Exercise #3 Write a self-compassion letter
You don’t have to be a writer to practice self-compassion by writing yourself a letter. I find this to be a beautiful and healing practice. Based on research, people who approach their setbacks and flaws with more compassion experience greater physical and mental health.
The example of a self-compassion letter may look something like this:
“I deserve to feel worthy and cared for. I recognize that I’ve been so hard on myself, and it never brought me the ease and peace I long for. My inner child needs me more than ever, and I am ready to learn to love myself. Although this is a difficult time for me, and I am not quite sure how to do that, I start by acknowledging all that is beautiful about me while giving myself a big hug.”

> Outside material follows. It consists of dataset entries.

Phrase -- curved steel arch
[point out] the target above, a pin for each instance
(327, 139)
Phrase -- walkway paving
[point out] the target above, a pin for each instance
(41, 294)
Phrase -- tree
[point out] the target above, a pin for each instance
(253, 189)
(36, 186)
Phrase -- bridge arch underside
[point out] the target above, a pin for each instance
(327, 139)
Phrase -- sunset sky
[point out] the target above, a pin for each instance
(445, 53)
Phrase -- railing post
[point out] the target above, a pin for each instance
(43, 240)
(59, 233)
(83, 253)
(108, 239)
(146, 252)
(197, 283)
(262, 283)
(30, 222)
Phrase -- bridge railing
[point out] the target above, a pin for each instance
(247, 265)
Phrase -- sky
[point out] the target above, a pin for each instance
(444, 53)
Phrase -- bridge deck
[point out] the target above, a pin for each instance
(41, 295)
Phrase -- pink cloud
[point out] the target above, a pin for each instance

Exercise #4 Forgive yourself
The most common barriers that stand in the way of our healing are guilt and harsh criticism. Often, we don’t recognize that guilt, in and of itself, is a negative pattern we need to heal.
One of the exercises you can do is to write self-forgiveness affirmations and repeat them daily. Remember that whatever you think and feel regularly becomes your experience of life. To soothe the voice of your inner critic and heal chronic guilt, you want to form new neural pathways in your brain and make self-forgiveness your healing practice.
Example of self-forgiveness affirmations:
“I forgive myself.”
“I am worthy of forgiveness.”
“My healing is non-negotiable, and I am ready and willing to forgive myself.”
Another great tool to practice self-forgiveness is guided meditation. I recorded a 10-minute guided forgiveness meditation that leads you through simple breathing exercises, visualization, and affirmations.
I invite you to create a 30-day challenge for yourself to practice self-compassion. For the next 30 days, dedicate 20-30 minutes to yourself by practicing these exercises. You will strengthen your self-compassion muscle while tapping into the healing power of your heart.